Opini  

Hari Kesaktian Pancasila, Luka yang Terbuka di Boalemo

Ilustrasi
Penulis: Nanang Syawal

Poota.id, Opini – Setiap 1 Oktober, bangsa ini memperingati Hari Kesaktian Pancasila. Sebuah momen sakral yang selalu kita banggakan sebagai penegasan bahwa Pancasila adalah dasar, jiwa, dan arah bernegara.

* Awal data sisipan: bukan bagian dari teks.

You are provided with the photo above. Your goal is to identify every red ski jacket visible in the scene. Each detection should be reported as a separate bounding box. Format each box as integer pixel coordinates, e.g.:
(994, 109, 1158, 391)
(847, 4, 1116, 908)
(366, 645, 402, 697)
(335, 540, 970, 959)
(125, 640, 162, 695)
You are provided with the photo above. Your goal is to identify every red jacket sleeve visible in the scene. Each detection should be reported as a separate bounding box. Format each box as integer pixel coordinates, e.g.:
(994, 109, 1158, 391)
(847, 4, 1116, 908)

Namun, di Kabupaten Boalemo, semangat ini terasa seperti nyanyian hampa yang kehilangan makna.

Pancasila mengajarkan Ketuhanan, Kemanusiaan, Persatuan, Kerakyatan, dan Keadilan Sosial. Tetapi apakah kelima sila itu benar-benar hadir di tengah rakyat Boalemo hari ini?

Ketuhanan Yang Maha Esa:
Pemimpin menangis di panggung, menyebut masih banyak rakyat miskin, sementara di belakang layar ada proyek-proyek hibah miliaran rupiah ke aparat penegak hukum, ke polres, kodim, hingga kejaksaan. Apakah ini wujud takwa, atau sekadar topeng religiusitas di hadapan kamera?

Kemanusiaan yang Adil dan Beradab:
Saat pandemi, ada anggota DPRD yang justru berpesta narkoba dan kemudian hanya mendapat “rehabilitasi” tanpa putusan pengadilan. Rakyat biasa, jika terjerat kasus serupa, dihantam vonis berat. Di mana letak keadilan dan peradaban itu?

Baca Juga :  YAHUDI, SANKSI SOSIAL DAN MIGRASI

Persatuan Indonesia:
Di atas kertas, pemimpin menyeru persatuan. Namun faktanya, kekuasaan justru dibagi dalam kelompok-kelompok kepentingan. Rakyat dipisahkan antara yang “pro” dan “kontra” terhadap kebijakan yang sarat kepentingan pribadi. Persatuan yang dipertontonkan hanyalah ilusi yang dipoles baliho.

Kerakyatan yang Dipimpin oleh Hikmat Kebijaksanaan dalam Permusyawaratan/Perwakilan:
Lembaga DPRD Boalemo, yang seharusnya menjadi rumah rakyat, justru dicoreng dengan dugaan perjalanan dinas fiktif dan pemborosan anggaran. Bukannya menyuarakan kepentingan masyarakat, justru menjadi bagian dari elit yang sibuk mengamankan kursi dan kepentingan diri.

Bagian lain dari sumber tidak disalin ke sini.